As described in the step S2, the sensing film is disposed between the two surface bodies, and then hot-pressed and shaped, the sensing film is laid between the two surface bodies, the sensing film is not bent and broken during the hot-pressing process, and the production yield of the physiological signal acquisition pad is improved; and in the process of hot-pressing and shaping the physiological signal acquisition pad, the hot-pressing and shaping time is as follows: t2 is not less than 50 seconds and not more than 60 seconds, because the two surfaces are overlapped together, the thickness is relatively thick, the hot pressing time is set to be longer, so as to ensure that heat can be transferred between the layers, ensure that the hot melt adhesive is melted, ensure the hot pressing effect, be more appropriate between 50 seconds and 60 seconds, ensure the hot pressing effect in case of too short time, and reduce the hot pressing efficiency in case of too long time; the hot-pressing shaping temperature is as follows: t2 of more than 65 ℃ and less than 70 ℃, and the setting of the hot-pressing temperature T2 shows that the melting point of the selected hot melt adhesive is T2 or slightly lower than T2, so that the sensing film can not be damaged by the temperature under the hot-pressing temperature, and the production yield of the physiological signal acquisition pad is improved.
As described in step S3, the heat source is pressed against the other side of the physiological signal acquisition pad to perform the hot press shaping, and since the two side bodies are stacked together and have a relatively large thickness, the hot press shaping is not performed on only one side, so that the hot press shaping is performed on the other side body, thereby improving the adhesion stability between the two side bodies and the sensing film. In this step, the hot-press shaping time is as follows: t3 is not less than 15 seconds and not more than 20 seconds, so that the heat is transferred to the position with slightly poor hot pressing effect in the step S2, and the integral hot pressing effect of the belt body is improved; the hot-pressing shaping temperature is as follows: t3 of more than 65 ℃ and less than 70 ℃, and the hot pressing temperature T3 is the same as the T2, so that the sensing film can not be damaged by the temperature under the hot pressing temperature, and the production yield of the physiological signal acquisition pad is improved.
Referring to fig. 2, in the embodiment of the present invention, before the step S1 of sequentially arranging the microfiber layer, the PC layer, and the EVA layer, and pressing the heat source to the microfiber layer for hot-press shaping to form the body of the physiological signal acquisition pad, the method includes:
s11, cutting the microfiber layer with the specified size;
and S12, coating hot melt adhesive on one side of the microfiber layer corresponding to the PC layer.
As described in the above step S11, the microfiber layer larger than the size can be cut according to the production size of the physiological signal acquisition pad, so as to finally cut the physiological signal acquisition pad with the specified size.
As described in step S12, the hot melt adhesive is coated on the microfiber layer, and a hot melt adhesive sheet with the same size as the microfiber layer is generally cut, and then the hot melt adhesive sheet is placed on the surface of the microfiber layer to be coated, and then heated until the hot melt adhesive is melted on the microfiber layer.

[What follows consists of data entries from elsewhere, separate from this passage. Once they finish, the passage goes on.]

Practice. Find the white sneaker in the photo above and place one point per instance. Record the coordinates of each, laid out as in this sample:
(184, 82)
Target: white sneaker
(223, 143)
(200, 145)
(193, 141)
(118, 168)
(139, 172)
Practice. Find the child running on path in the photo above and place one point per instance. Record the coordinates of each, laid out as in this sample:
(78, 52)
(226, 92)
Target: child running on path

In the step, the hot melt adhesive sheet with the corresponding size is covered on one side of the PC layer corresponding to the microfiber layer, and the two are positioned in a specified environment for a specified time; wherein the temperature of the specified environment is: t4 is more than or equal to 65 ℃ and less than or equal to 85 ℃, namely the melting point of the hot melt adhesive is T4 or less than T4, and the high temperature of the T4 is more than the temperature of the T1, the T2 and the T3, so that the melting speed of the hot melt adhesive can be increased; the specified time is as follows: t4 is more than or equal to 15 seconds and less than or equal to 25 seconds, the hot melt adhesive can be ensured to be completely melted within the time t4, if the time is too short, the hot melt adhesive is not completely melted, and if the time is too long, the production efficiency is influenced.
In this embodiment, after the step of coating the hot melt adhesive on the side of the PC layer corresponding to the microfiber layer, the method includes: and cutting the outline positioning hole on the microfiber layer coated with the hot melt adhesive, so that the microfiber layer can be conveniently positioned, and subsequent cutting and other steps are facilitated.

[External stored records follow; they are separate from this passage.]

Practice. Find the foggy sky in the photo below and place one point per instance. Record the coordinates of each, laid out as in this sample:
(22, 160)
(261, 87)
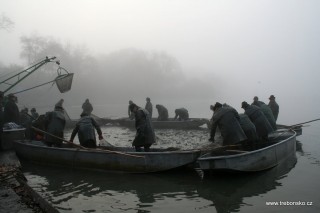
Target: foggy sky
(254, 47)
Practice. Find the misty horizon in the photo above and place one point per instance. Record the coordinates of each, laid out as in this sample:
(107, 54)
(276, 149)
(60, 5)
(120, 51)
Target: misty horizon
(224, 52)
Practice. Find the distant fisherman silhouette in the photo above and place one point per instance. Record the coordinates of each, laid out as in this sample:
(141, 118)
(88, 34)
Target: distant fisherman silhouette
(145, 136)
(227, 119)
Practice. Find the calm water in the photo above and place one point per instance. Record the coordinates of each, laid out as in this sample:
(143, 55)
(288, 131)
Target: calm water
(83, 191)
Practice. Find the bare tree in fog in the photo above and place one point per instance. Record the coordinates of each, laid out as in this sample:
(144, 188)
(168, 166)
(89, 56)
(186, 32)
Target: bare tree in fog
(111, 78)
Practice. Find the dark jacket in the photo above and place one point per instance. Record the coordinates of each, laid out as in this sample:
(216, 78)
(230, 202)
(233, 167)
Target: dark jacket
(149, 108)
(269, 115)
(274, 108)
(87, 107)
(248, 127)
(54, 124)
(145, 134)
(11, 112)
(260, 121)
(181, 114)
(227, 119)
(85, 129)
(163, 113)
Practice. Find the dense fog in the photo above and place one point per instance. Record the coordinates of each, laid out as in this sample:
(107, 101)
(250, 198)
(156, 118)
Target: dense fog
(179, 53)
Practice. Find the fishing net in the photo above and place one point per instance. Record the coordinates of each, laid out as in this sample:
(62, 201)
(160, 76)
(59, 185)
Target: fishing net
(64, 82)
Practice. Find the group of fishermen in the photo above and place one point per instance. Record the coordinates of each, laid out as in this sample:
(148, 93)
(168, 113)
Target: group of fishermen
(257, 121)
(50, 126)
(181, 114)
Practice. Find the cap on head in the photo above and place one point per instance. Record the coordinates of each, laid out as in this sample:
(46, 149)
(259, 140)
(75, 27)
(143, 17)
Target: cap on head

Referring to fig. 3, in this embodiment, before step S2 in which two surface bodies are arranged oppositely, the sensing film is arranged between the EVA layers of the two surface bodies, and the heat source is correspondingly pressed onto one surface body to perform hot pressing and shaping on the two surface bodies and the sensing film to form the physiological signal collecting pad, the method includes:
s21, cutting a copper wire with a specified length, and soaking tin at two ends of the cut copper wire;
and S22, welding the copper wire subjected to tin immersion with the signal transmission end of the sensing film.
As described in step S21, when the sensing film is disposed between the two bodies, it is necessary to connect a lead wire to the outside, and thus it is necessary to use a copper wire as the lead wire for connecting the outside. In order to facilitate and speed the soldering of the copper wire to the sensor film, both ends of the copper wire are dipped with tin before soldering.
As described in step S22, the sensing film is soldered to the copper wires, and the copper wires are connected to the sensing film at several signal transmission terminals.
In this embodiment, after the step S22 of soldering the copper wire after the wicking process to the signal transmission terminal of the sensing film, the method includes:
and step S23, testing whether the sensing film welded with the copper wire works normally, if the sensing film works normally, putting the sensing film into a station to be produced, otherwise, putting the sensing film into a station to be maintained. If the copper wire can not work normally after the sensing film is welded, the sensing film needs to be selected for maintenance and other treatment, the production of bad physiological signal acquisition pads is reduced, and the production yield is improved.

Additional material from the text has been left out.